Infine, monsignor Viganò chiede al confratello di “pregare perché tutti noi, che nella pienezza del Sacerdozio il Signore chiama non servi ma amici, riusciamo a renderci docili strumenti della Sua Grazia, riscoprendo la semplicità divina della Fede che Egli ci ha comandato di predicare a tutte le genti. Tutto ciò che per orgoglio vi aggiungeremo di nostro è un penoso orpello di cui dobbiamo imparare a disfarci sin d’ora, se non vogliamo che lo facciano le fiamme del Purgatorio, nelle quali le nostre poche pagliuzze d’oro saranno purificate dalle scorie per renderci degni della visione beatifica. Non sprechiamo i giorni preziosi nei quali la malattia e la vecchiaia ci danno l’opportunità di espiare le nostre e le altrui colpe: sono giorni benedetti che possiamo offrire alla Maestà di Dio per la Chiesa e i suoi Ministri”.
Questo scambio di missive mi ha commosso.
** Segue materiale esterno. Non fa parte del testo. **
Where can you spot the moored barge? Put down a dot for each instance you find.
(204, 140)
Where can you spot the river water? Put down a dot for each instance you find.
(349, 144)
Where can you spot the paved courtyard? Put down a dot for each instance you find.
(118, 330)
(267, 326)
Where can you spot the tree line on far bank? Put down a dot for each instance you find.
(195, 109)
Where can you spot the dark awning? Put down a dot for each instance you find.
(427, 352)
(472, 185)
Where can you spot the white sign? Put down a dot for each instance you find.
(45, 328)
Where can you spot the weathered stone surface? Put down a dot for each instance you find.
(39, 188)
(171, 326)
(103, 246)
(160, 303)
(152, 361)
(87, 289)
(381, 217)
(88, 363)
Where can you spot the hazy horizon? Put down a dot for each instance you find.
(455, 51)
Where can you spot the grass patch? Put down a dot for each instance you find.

Monsignor Negri e monsignor Viganò, oltre a essere entrambi ambrosiani, sono coetanei, essendo nati nel 1941. Ecco due quasi ottantenni che, nella fase finale della loro vita, dopo tanto studio e dopo tanto servizio e cammino all’interno della Chiesa, con responsabilità di primissimo piano, avvertono ora la necessità di tornare all’essenziale della fede, lasciando da parte tutto ciò che offusca la bellezza del Vangelo, l’amicizia con Gesù e la speranza cristiana, e rifiutando i nuovi dogmi della Chiesa che vuole a ogni costo piacere al mondo. Ecco due anziani pastori che ritornano alla fede bambina: bambina non perché immatura, ma perché è abbandono totale e fiducioso.
Poiché dopo l’Appello monsignor Viganò è intervenuto con forza, con un altro documento, anche per stigmatizzare le deviazioni dottrinali e liturgiche introdotte a causa del Concilio Vaticano II, monsignor Negri ha in seguito tenuto a precisare con un comunicato che la sua lettera di apprezzamento indirizzata all’ex nunzio riguarda l’Appello di maggio e non l’intervento sul Concilio. Una precisazione che fa capire come ragionare liberamente sul Concilio sia oggi quasi un tabù. E sia, quindi, quanto mai necessario.